Campbell also said that with fewer excuses to visit professors, student-professor relationships are less common at Edinburgh.

“Georgetown professors are a lot more approachable — on the whole, it gets a lot less personal [back home],” Campbell said.

De la Sota said she was surprised that Georgetown students could manage to find time to participate in so many activities.

“Being able to fit so much in was invented by Georgetown students who take six classes, have an internship, a job, are on a sports team, in three student associations and who still have friends to go out with,” de la Sota said.

But de la Sota said that such an intense lifestyle is not without its repercussions.

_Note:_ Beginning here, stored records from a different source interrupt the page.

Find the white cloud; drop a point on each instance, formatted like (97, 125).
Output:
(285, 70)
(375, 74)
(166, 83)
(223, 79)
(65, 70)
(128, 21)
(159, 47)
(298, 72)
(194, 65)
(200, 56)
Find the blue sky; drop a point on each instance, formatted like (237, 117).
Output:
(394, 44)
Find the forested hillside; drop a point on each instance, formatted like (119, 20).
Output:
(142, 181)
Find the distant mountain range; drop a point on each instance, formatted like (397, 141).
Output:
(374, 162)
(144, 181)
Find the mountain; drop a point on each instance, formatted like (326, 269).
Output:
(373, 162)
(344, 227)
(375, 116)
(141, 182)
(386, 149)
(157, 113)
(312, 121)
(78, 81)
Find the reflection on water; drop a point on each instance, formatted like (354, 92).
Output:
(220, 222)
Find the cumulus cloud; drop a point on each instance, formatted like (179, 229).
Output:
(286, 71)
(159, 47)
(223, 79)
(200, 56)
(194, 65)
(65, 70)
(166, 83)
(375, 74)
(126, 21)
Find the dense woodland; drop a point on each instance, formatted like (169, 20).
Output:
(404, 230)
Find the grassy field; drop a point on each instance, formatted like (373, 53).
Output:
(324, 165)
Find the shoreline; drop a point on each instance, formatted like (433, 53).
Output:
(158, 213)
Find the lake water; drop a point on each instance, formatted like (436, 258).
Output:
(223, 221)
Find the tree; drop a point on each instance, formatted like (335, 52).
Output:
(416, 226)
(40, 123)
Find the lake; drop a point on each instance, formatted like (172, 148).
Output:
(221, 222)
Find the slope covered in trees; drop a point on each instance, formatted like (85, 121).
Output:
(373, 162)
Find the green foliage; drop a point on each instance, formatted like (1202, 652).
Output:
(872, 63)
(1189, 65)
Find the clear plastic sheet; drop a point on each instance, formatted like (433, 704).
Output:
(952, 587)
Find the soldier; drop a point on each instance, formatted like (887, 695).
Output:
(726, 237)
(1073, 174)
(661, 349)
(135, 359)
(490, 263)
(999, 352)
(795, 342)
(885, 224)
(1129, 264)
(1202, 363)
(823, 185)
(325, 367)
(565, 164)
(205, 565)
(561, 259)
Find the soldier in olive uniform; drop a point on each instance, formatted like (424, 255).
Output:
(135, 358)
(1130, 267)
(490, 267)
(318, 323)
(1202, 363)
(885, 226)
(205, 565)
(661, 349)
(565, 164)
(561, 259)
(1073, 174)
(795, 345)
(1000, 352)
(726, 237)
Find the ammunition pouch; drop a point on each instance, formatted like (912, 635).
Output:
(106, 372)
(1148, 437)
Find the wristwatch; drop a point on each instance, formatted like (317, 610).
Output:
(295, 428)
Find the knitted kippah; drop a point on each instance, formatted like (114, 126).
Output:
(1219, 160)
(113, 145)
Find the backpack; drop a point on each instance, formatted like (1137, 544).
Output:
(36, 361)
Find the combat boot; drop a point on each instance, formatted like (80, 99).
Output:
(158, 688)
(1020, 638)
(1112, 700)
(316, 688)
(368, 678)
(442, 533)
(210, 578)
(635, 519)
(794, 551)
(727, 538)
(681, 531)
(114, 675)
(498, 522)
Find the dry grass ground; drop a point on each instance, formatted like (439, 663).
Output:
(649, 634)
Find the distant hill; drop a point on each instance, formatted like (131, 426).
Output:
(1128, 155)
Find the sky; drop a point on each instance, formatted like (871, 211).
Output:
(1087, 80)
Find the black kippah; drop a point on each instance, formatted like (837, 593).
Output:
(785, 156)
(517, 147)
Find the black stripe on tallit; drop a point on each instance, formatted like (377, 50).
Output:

“Sometimes when you run into someone you know on campus, that person would barely say hi because saying so would be delaying their tight daily schedule of class-gym-Lau,” de la Sota said.

A Home Away From Home

Because exchange students are only at Georgetown for a semester or a year, it falls on them to get involved and active in university culture.

“There was a lot of information available about joining various organizations,” Aguirre, who is a member of four organizations on campus, said. “Everyone was very welcoming.”

Crampton agreed and said the best way to meet fellow students was to join organizations.

“I played hockey and had a radio show, so that got me mixing with a lot of Americans,” Crampton said.

Campbell said it was easy to make close interpersonal connections quickly, citing his 21st birthday as an example.

“I’d always been worried about coming over here and celebrating my 21st birthday with people I would’ve known for two or three weeks,” Campbell said. “But when it came around, people were so cool about it — it was 24 magical hours.”

Campbell attributed this to the roommate system present in American university housing, in contrast to that in the United Kingdom, where roommates are uncommon for college student.

“It’s completely unheard of to have a roommate; it’s a very American thing,” Campbell said. “I was surprised how good it was.”

Programs such as the International Ambassadors program and the Global Living and Learning Community are instrumental in helping exchange students make connections on campus. Aguirre said that Exchange Students Advisor Lisa Gordinier was especially helpful.

“She was like our mom,” Aguirre said. “Any time we have problems, we could go to her. I took advantage of it, and she was helpful in every way. At no point did I feel like I was alone — I always felt supported.”

GLLC Advisor Amy Dorsey agreed and said that her LLC provides a community of peers.

“I think the GLLC provides a community of peers through which not only is it easier to get to know other students but also students who are willing to provide additional support,” Dorsey said.

But O’Philbin said that it was sometimes difficult to make friends outside of student ambassadors or fellow international students.

“It can be hard to make friends with Georgetown students, particularly because we are juniors, so most students already have well established groups of friends,” O’Philbin said.

Lasting Impressions

Though exchange students only stay at Georgetown for a short time, they bring their Hilltop memories back home.

“The classes are amazing, the people here are amazing … just everything. I’m going to all the events I can — I can’t go to all of them — but I’m trying,” Carerra said.

Aguirre said she would encourage others to spend a semester at Georgetown.

“I will recommend anyone to come here because it gives you the opportunity to see the world from a different perspective,” Aguirre said. “Not only that, but to share that with people of other cultures and to get to know yourself better. When you come from a place where you’ve lived all of your life and then come to a new place where you don’t know anyone, you get to know yourself and what you look for in life.”

And despite her excitement to reunite with family and friends, O’Philbin said that some elements of Georgetown would always remain with her.

“I love Midnight Mug,” O’Philbin said. “In Dublin you are only allowed to have water in the library, and if you’re caught with anything else, you get fined 20 euros.”